The following year, he set up the Neanderthal genome sequencing project, the draft of which was presented in 2010 and its final version, in 2013. While studying some remains from Siberia as part of this project, he discovered a new type of hominin unknown until that time, which has been named Denisovan (after the name of the cave where the remains were found), the first extinct hominin to be exclusively described through genetic data. He showed that Denisovans contributed 5% to the genome of current inhabitants of Australia and other areas of Oceania. From the results of his Neanderthal genome project, for which he analysed remains not only from Siberia, but also from sites in Vindija (Croatia) and El Sidrón (Spain), it was discovered that 2% of the genome of modern non-African humans comes from Neanderthals. The explanation for these results is that the cross between the two species could have occurred after the first modern humans left Africa and met the Neanderthals, probably in the Near East. The cross between the different Homo species is reflected in the genetic legacy that Neanderthals and Denisovans have left in modern Homo sapiens. In his book Neanderthal Man. In Search of Lost Genomes (2014), Pääbo tells the history of the sequencing of this extinct species from a personal point of view.

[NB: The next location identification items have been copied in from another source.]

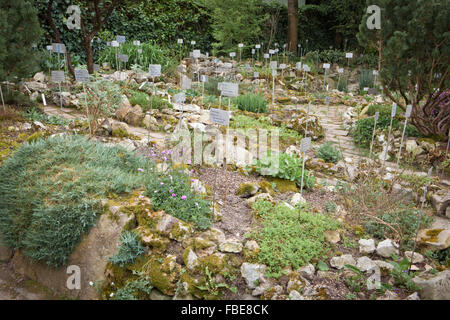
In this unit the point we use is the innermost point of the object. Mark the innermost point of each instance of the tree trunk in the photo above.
(293, 25)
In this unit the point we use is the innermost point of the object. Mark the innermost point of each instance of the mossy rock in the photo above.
(247, 189)
(266, 187)
(283, 185)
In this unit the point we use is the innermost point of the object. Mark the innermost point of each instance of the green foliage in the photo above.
(130, 248)
(234, 21)
(362, 133)
(329, 153)
(286, 167)
(290, 238)
(19, 31)
(406, 220)
(133, 289)
(151, 54)
(252, 103)
(36, 114)
(50, 193)
(172, 193)
(401, 276)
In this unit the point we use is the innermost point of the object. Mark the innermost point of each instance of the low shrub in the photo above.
(252, 103)
(329, 153)
(290, 237)
(130, 248)
(172, 193)
(50, 192)
(286, 167)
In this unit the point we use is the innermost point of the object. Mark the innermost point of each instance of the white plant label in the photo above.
(122, 57)
(58, 76)
(229, 89)
(179, 98)
(305, 144)
(58, 48)
(220, 117)
(186, 83)
(394, 110)
(154, 70)
(81, 75)
(408, 111)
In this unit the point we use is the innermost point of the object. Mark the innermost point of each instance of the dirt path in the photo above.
(15, 287)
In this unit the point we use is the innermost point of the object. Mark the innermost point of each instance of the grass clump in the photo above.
(284, 166)
(251, 102)
(329, 153)
(290, 238)
(172, 193)
(50, 192)
(130, 248)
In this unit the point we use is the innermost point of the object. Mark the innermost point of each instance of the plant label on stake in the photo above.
(377, 116)
(58, 76)
(274, 75)
(304, 147)
(407, 115)
(393, 113)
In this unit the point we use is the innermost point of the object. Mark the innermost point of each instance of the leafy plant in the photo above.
(50, 193)
(252, 103)
(289, 168)
(290, 237)
(172, 192)
(102, 98)
(130, 248)
(329, 153)
(133, 289)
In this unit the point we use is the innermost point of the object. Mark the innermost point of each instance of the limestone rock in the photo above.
(365, 264)
(297, 199)
(307, 271)
(416, 258)
(436, 287)
(366, 246)
(91, 256)
(386, 248)
(253, 274)
(441, 201)
(340, 261)
(232, 245)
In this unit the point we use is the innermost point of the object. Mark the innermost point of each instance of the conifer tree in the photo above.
(19, 31)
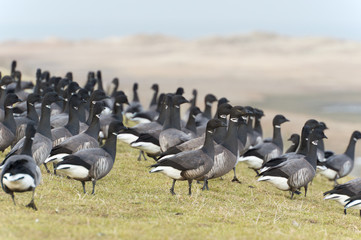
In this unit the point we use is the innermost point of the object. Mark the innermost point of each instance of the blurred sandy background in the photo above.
(300, 77)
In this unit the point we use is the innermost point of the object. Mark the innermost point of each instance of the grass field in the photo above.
(130, 203)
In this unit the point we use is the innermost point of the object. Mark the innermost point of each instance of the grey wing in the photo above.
(336, 162)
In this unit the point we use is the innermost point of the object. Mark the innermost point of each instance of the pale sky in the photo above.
(97, 19)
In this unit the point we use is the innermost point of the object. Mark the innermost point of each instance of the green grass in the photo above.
(130, 203)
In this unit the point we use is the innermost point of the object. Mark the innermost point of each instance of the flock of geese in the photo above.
(73, 131)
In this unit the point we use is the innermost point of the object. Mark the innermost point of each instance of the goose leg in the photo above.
(235, 179)
(172, 188)
(83, 184)
(94, 182)
(13, 197)
(32, 203)
(46, 168)
(190, 187)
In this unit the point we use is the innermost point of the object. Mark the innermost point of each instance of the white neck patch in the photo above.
(234, 119)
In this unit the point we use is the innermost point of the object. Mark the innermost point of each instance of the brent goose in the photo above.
(94, 163)
(20, 172)
(190, 165)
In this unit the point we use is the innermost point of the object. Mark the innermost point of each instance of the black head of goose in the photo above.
(31, 117)
(191, 164)
(59, 134)
(105, 120)
(223, 111)
(8, 125)
(42, 143)
(100, 80)
(171, 133)
(87, 139)
(257, 130)
(295, 140)
(226, 153)
(116, 86)
(341, 193)
(258, 155)
(94, 163)
(153, 102)
(191, 123)
(293, 175)
(20, 172)
(209, 99)
(340, 165)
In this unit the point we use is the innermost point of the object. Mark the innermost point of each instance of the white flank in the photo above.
(73, 171)
(252, 161)
(140, 120)
(278, 182)
(340, 198)
(127, 138)
(56, 158)
(168, 171)
(356, 204)
(146, 147)
(18, 182)
(329, 173)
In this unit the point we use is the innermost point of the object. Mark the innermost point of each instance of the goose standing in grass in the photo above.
(8, 126)
(257, 156)
(190, 165)
(341, 193)
(295, 140)
(291, 175)
(226, 153)
(340, 165)
(94, 163)
(84, 140)
(20, 172)
(171, 133)
(31, 117)
(42, 143)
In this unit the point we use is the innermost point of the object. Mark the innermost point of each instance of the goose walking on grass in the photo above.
(340, 165)
(258, 155)
(94, 163)
(20, 172)
(291, 175)
(343, 192)
(8, 126)
(190, 165)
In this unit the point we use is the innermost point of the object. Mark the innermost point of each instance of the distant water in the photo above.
(342, 108)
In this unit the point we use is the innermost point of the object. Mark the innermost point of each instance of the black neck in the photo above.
(154, 99)
(27, 147)
(221, 132)
(191, 123)
(110, 145)
(277, 137)
(350, 150)
(208, 146)
(242, 132)
(230, 142)
(44, 123)
(31, 112)
(81, 112)
(258, 127)
(73, 122)
(311, 156)
(207, 111)
(9, 121)
(94, 127)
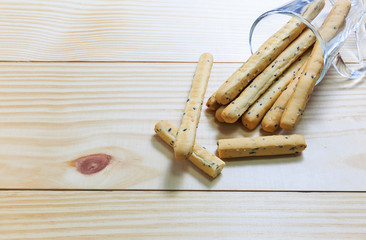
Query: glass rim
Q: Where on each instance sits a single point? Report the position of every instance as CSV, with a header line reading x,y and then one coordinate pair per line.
x,y
302,19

Member of the European Molecular Biology Organization (EMBO), the Academia Europaea, the US National Academy of Sciences and The Royal Society of London (2011 Prince of Asturias Award for Communication and Humanities), among other such institutions, Svante Pääbo has received honorary degrees from several universities. Among other distinctions, he has received the Louis Jeantet Prize for Medicine (Switzerland, 2005), the Kistler Prize (USA, 2009), the Gruber Genetics Prize (USA, 2013), the Breakthrough Prize in Life Sciences (USA, 2015), the Keio Medical Science Prize (Japan, 2016), the Dan David Prize (Israel, 2017) and the Human Frontier Science Program Nakasone Award (2018). He also holds the Theodor Bücher Medal from the European Federation of Biochemical Societies and HM The King of Sweden’s Medal.